Ratings and what they mean for the panel
The 63 A continuous rating holds flat from 40 °C up to 50 °C, then derates to 60.48 A at 55 °C and 56.7 A at 70 °C. That means in a warm enclosure — say a non-ventilated panel near a furnace line — you still get nearly 57 A of headroom before the thermal trip starts to move. The rated insulation voltage is 800 V, so it's comfortable on 480 V and 600 V class systems with margin to spare. Breaking capacity is the number that decides whether this breaker clears a fault without welding its contacts or rupturing. At 240 V it's rated for 121 kA; at 415 V it's 75.6 kA; at 440 V it's 52.5 kA; at 690 V it's 11.9 kA. For a 480 V delta service, interpolate between the 440 V and 690 V figures — you're looking at roughly 30–40 kA of interrupting capacity, which covers most industrial secondary distribution.
Physical fit and panel integration
The 3VA1063-4ED32-0HA0 measures 130 mm high, 76.2 mm wide, and 70 mm deep. That 76.2 mm width is a standard 3-pole MCCB footprint — three modules at 25.4 mm each — so it drops into a panel busbar arrangement designed for that pitch. Front IP40 protection means it's fine in a closed cabinet but not rated for washdown or outdoor exposure without an enclosure.
Integrated shunt trip and auxiliary options
The shunt trip (STL) is built in, part number 3VA9688-0BL30 for the release itself.

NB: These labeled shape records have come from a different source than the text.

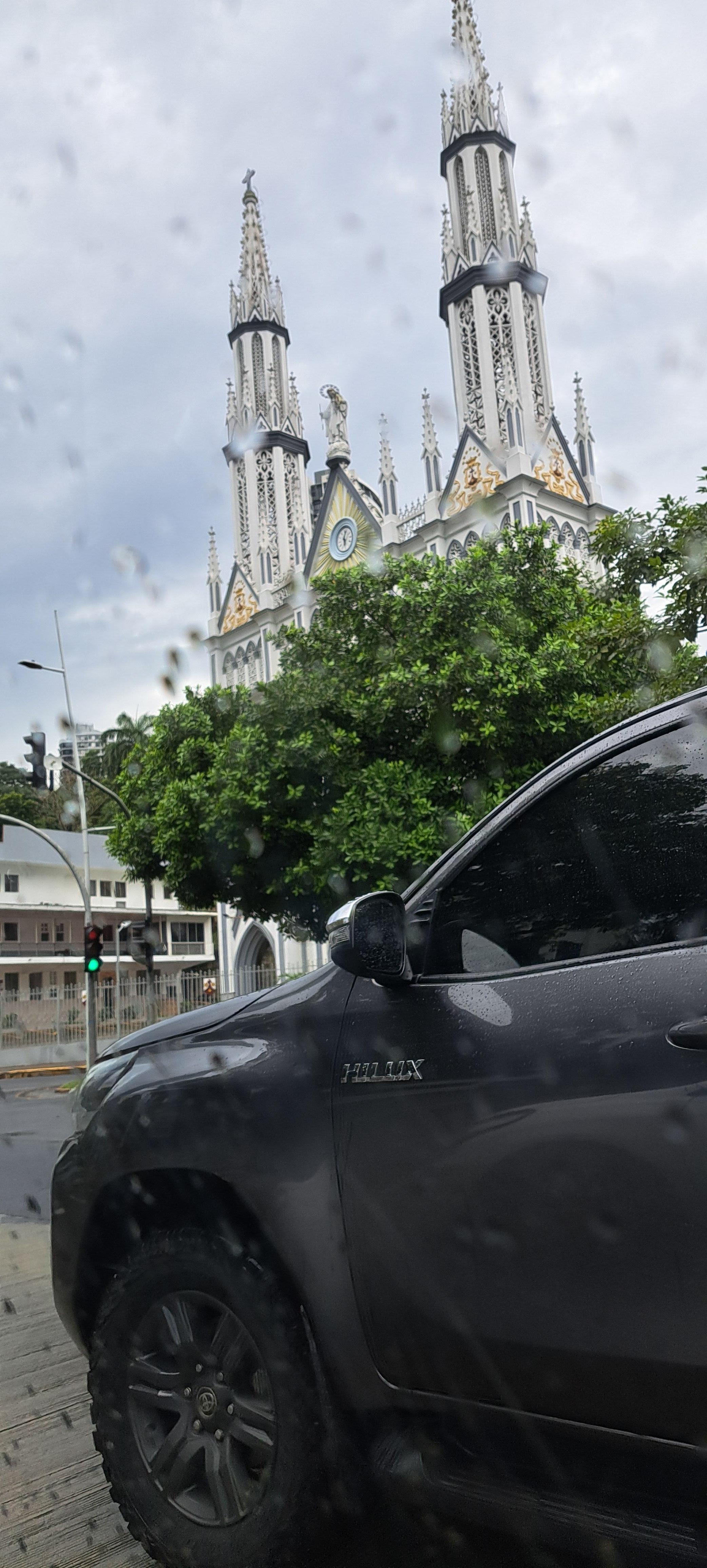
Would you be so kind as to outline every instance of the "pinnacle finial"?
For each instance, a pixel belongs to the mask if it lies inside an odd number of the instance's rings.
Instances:
[[[387,419],[386,419],[384,414],[381,414],[381,417],[378,420],[378,430],[379,430],[379,434],[381,434],[381,472],[379,472],[379,481],[383,485],[384,480],[397,480],[397,477],[398,477],[395,474],[393,458],[392,458],[392,452],[390,452],[390,441],[389,441],[389,434],[387,434]]]
[[[589,425],[589,416],[586,412],[585,392],[582,386],[582,376],[575,370],[574,376],[574,439],[575,441],[594,441]]]
[[[216,535],[213,528],[208,528],[207,585],[219,582],[221,582],[221,568],[218,564]]]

That lets you trip the breaker remotely from an E-stop, a PLC output, or a fire-alarm relay without adding an external undervoltage module. No auxiliary contacts are included — if you need status feedback (open/closed/tripped), you'll add a separate auxiliary switch block. No communication module, no ground-fault monitoring, no phase-failure detection on this variant; it's a straight line-protection breaker with remote trip capability.